Detesto entonces el tiempo.



Cuando se va, de rodillas, esperando a que el viento le deje andar.
Cuando, cual rata de coladera, se esconde en la oscuridad y nada más no se deja ver. Hace que le busques, y cuando le encuentras, te toma por los tobillos, y te hunde en el profundo golpe de líquida esperma negra, de un torbellino negro e infinito de nada, muerte.
Detesto entonces el tiempo.
Cuando llega de improvisto, con traje y corbata, peinado para la ocasión, e incluso cuando no estés listo o no quieras abrirle la puerta, entra a tu casa y ordena tu casa, conforme a su gusto, conforme su idea. Cuando es intruso.
Detesto entonces el tiempo.
Pero creo que más que en cualquier otra ocasión, detesto el tiempo cuando te regala preciosos momentos, sin dejarte saborearlos del todo, obligándote en el subconsciente a vivirlos rápido, disfrutar sólo el segundo en el que nada más importa, en el que todo cobra sentido... y después te separa de aquello, y no te maltrata, no te hace nada, se queda ahí, desnudo, en la puerta de tu cuarto, sólo observándote en tu impotencia, en tu frágil naturaleza de soledad, esperando a que te quiebres de angustia, y te dobles de ausencia. ¿Ausencia de qué?
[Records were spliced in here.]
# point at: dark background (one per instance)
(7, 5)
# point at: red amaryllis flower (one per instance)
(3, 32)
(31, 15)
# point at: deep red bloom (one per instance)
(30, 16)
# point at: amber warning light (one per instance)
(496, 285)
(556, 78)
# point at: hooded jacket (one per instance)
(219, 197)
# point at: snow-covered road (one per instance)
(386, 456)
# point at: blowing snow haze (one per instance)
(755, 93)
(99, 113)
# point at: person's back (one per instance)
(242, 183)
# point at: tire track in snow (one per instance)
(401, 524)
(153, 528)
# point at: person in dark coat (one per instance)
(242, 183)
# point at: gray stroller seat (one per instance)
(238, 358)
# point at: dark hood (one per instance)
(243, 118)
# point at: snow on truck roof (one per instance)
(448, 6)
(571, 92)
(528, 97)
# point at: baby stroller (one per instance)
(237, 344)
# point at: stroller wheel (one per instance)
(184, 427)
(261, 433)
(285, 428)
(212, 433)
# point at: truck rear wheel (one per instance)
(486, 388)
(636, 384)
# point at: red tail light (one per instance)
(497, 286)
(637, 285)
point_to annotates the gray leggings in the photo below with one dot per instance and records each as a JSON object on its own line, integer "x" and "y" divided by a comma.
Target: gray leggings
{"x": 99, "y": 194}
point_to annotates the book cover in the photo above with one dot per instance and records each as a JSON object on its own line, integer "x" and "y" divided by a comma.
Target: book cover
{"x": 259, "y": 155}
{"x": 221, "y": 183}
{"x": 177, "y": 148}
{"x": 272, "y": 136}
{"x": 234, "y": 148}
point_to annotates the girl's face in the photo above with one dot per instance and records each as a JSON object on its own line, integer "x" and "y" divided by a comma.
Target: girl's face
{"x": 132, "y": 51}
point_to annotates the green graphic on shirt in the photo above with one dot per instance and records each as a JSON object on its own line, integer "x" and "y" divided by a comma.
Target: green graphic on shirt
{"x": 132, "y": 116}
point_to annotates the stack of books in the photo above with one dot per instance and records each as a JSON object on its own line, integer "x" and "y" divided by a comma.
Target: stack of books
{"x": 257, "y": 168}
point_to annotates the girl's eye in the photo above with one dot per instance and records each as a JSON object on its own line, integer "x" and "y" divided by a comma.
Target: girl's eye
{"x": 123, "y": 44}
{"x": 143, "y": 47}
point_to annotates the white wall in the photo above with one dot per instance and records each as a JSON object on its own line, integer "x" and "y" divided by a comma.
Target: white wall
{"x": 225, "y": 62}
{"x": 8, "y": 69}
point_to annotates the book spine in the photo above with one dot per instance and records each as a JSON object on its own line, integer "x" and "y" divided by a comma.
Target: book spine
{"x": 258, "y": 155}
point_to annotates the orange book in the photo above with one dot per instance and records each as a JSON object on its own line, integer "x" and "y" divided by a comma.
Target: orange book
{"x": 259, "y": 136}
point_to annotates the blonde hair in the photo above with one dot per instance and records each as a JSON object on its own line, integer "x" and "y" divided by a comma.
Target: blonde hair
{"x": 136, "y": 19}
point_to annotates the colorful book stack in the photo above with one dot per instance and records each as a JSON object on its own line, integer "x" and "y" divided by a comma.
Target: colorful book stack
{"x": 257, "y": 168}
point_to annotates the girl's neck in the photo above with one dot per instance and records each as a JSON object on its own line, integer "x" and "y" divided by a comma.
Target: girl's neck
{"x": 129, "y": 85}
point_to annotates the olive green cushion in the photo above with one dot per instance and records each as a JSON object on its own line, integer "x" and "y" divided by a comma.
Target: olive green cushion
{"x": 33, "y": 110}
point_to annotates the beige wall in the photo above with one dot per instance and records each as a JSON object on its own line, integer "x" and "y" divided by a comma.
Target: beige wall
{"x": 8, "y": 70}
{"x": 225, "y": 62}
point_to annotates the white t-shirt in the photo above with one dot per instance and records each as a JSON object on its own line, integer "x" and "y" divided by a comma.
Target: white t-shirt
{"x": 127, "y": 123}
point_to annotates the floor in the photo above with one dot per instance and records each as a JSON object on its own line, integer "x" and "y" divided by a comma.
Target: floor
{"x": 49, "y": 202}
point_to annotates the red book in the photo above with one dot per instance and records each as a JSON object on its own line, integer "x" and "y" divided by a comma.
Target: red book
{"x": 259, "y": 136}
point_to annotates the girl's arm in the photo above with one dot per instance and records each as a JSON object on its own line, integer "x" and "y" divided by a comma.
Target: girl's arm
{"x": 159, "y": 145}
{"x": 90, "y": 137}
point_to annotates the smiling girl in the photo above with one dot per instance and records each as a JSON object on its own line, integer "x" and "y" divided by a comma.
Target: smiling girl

Te pregunta entonces, burlón. Y no respondes... pero él lo sabe.
Ausencia de sucesos, de felicidad o tristeza, de maravilla o catástrofe, de sucia inmundicia o la más pura libertad.
Detesto el tiempo cuando, en un acto de odio y envidia, te hace tragar por la fuerza, no la falta ni la pérdida, ni mucho menos el exceso, no...
Te hace sufrir la ausencia de tiempo.